Tak ayal masyarakat langsung memperotes keras. Berbagai kalangan menuduh ada upaya dari RUU tersebut untuk menghidupkan kembali paham komunis di negeri ini.
Diketahui tiga ormas terbesar di negeri ini yaitu Muhammadiyah, Nahdatul Ulama (NU) dan Majlis ulama indonesia (MUI) juga menolak keras rancangan undang-undang tersebut.
Lalu masyarakat mulai mengusut siapa otak di balik pembahasan RUU-HIP itu dan akhirnya dari alur mulainya dibahas RUU tersebut diduga bahwa pengusungnya adalah kader PDIP.
Merasa tertuduh sebagai inisiator utama RUU-HIP dan menuai protes keras di masyarakat, PDIP balik arah dan menyatakan akan mencoret Trisila dan Ekasila dalam RUU tersebut serta siap memasukkan TAP MPRS Nomor XXV/MPRS/1966 yang menjadi biang polemik.
Sekretaris Jendral PDIP, Hasto Kristiato, mengatakan bahwa kebijakan memasukkan TAP MPRS Nomor XXV/MPRS/1966 dan akan mencoret Trisila dan Ekasila diambil setelah PDIP mendengarkan seluruh aspirasi masyarakat.
"PDIP siap menghapus muatan psal 7 RUU-HIP terkait ciri pokok Pancasila sebagai Trisila yang kristalisasinya dalam Ekasila. Demikian halnya guna menegaskan larangan paham yang bertentangan dengan pancasila seperti marksisme-komunisme, kapitalisme-libralisme serta radikalisme-khilafahisme", kata Hasto, Ahad,(14/6/2020)

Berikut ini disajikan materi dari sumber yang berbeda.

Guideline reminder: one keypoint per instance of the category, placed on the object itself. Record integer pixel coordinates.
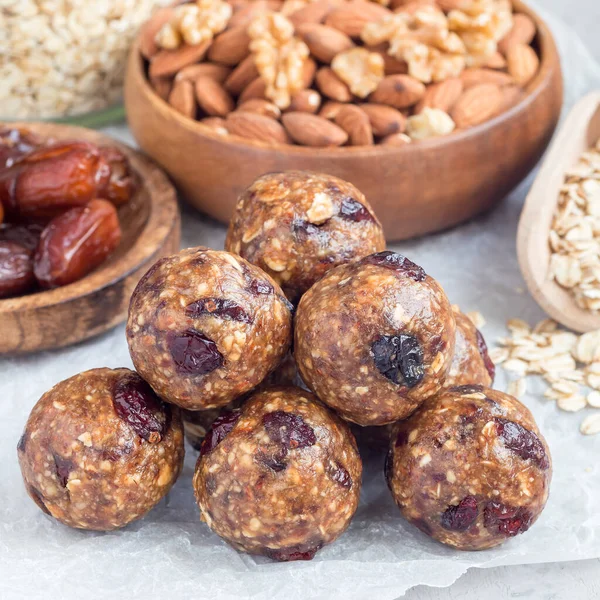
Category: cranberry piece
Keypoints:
(353, 210)
(293, 553)
(340, 475)
(223, 424)
(487, 361)
(461, 516)
(260, 287)
(396, 262)
(522, 442)
(194, 353)
(218, 307)
(63, 467)
(508, 520)
(136, 403)
(289, 430)
(399, 358)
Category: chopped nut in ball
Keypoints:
(470, 468)
(280, 477)
(206, 327)
(375, 338)
(298, 225)
(100, 450)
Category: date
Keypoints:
(75, 243)
(16, 269)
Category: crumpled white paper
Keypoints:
(171, 554)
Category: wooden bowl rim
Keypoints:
(145, 245)
(548, 61)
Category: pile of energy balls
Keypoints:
(270, 350)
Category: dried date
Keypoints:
(76, 242)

Sebelumnya diketahui bahwa MUI menyoroti beberapa hal dari pembahasan RUU-HIP antara lain; tidak masuknya TAP MPRS Nomor XXV/MPRS/1966 tentang pembubaran PKI. MUI menilai hal itu sebagai bentuk pengabaian dari fakta sejarah memilukan yang pernah diperbuat PKI.
Barangkali salah satu yang menjadikan PDIP akhirnya keder dan berbalik arah mengikuti aspirasi masyarakat luas adalah makin meluasnya eskalasi penolakan masyarakat terhadap RUU tersebut.
Namun yang juga menjadi poin krusial buat umat islam adalah tentang paham khilafah yang juga disamakan oleh PDIP dengan paham komunis.
Artinya berbicara khilafah di negeri ini dapat dianggap sama dengan menyebarkan paham komunis dan dapat dikenakan pasal menyalahi dasar negara yakni Pancasila.(af/tendabesar)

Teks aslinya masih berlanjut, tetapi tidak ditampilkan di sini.